The e-Power system is similar to a hybrid set-up but acts as a range-extender by using an electric motor to drive the wheels while a small-capacity petrol engine and regenerative braking keep its battery pack topped up.
When asked directly whether Nissan Australia would introduce the Note e-Power to its line-up, Mr Lester said: “As soon as we can get approval for the importation of an e-Power vehicle, we will bring e-Power into the market.
Whether that is specifically the current Note or not is yet to be seen.”
Mr Lester added that he hoped timing for the roll out of e-Power tech in Australia would be “as soon as possible”, and said he was under instruction to increase sales from Nissan HQ.
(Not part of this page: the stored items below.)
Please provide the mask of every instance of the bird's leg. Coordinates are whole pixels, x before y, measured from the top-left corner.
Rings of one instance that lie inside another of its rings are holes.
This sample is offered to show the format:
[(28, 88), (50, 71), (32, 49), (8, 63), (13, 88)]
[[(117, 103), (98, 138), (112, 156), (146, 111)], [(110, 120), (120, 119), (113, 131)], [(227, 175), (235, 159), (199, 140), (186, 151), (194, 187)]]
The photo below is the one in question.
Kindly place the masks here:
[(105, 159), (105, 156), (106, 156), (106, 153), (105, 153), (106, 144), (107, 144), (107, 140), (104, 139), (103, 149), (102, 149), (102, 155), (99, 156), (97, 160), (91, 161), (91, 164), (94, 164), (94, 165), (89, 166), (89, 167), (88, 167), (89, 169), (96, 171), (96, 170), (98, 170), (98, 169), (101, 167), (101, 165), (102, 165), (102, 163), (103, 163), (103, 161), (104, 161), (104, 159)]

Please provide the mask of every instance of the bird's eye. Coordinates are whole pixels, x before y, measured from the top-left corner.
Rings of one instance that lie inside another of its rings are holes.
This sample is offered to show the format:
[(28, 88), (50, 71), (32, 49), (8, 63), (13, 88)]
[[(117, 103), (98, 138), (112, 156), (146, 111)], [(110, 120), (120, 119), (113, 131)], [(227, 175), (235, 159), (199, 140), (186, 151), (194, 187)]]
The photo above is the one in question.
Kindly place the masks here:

“The mandate from my bosses is to increase and improve sales, and I think if you ask the dealers they would say ‘I want to sell more’. And I think if you ask consumers who are very satisfied with Nissan on a whole, they would say ‘we want to buy Nissans’.
“The question is, which ones? How do we get to them. This is of course the mandate we have got to get it here as quickly as possible.”
One of Mr Lester’s bosses, Nissan Motor Asia Pacific regional vice-president of marketing and sales, Asia and Oceania Vincent Wijnen, told GoAuto that the company was working on an e-Power roll-out for the region and added that Mr Lester was putting pressure on him to introduce it Down Under.
“It is really a very interesting technology,” he said. “People sometimes forget when your car is electrically driven, there is a lot of other possibilities as well in terms of technology. When we talk about the safety features or the more autonomous drive features, it is actually easier to adopt on an electric-driven vehicle than it is in a traditional fuel-driven car.
“Some of the stuff put on e-Power cars is no different to what we are putting on Leaf going forward.”
GoAuto briefly sampled the e-Power technology last week in Singapore where we drove the regular 1.2-litre internal-combustion Note followed by a Note e-Power and then the new Leaf.
The circuit was a small autonomous driving test facility, and the limited time behind the wheel was not intended to produce drive impressions.
However, what we can say is the Note e-Power offered quick off-the-line acceleration compared with the standard Note.
The e-Power had Nissan’s e-Pedal – which is also found in the Leaf – that essentially acts as both the accelerator and the brake. It is an odd feeling using the pedal, but as we found on the Leaf media drive following last year’s Tokyo motor show, it does not take long to adapt to it.
After jumping into the impressive new tech-heavy Leaf for a very quick spin, the Note e-Power felt like old technology.
The Note is coming up to six-years-old this year so it probably has more to do with that car’s age and the fact that it is a light hatchback built to a price.
We get the feeling that matched with the right model, the e-Power tech could prove to be a winning combination and better appeal to Australian consumers.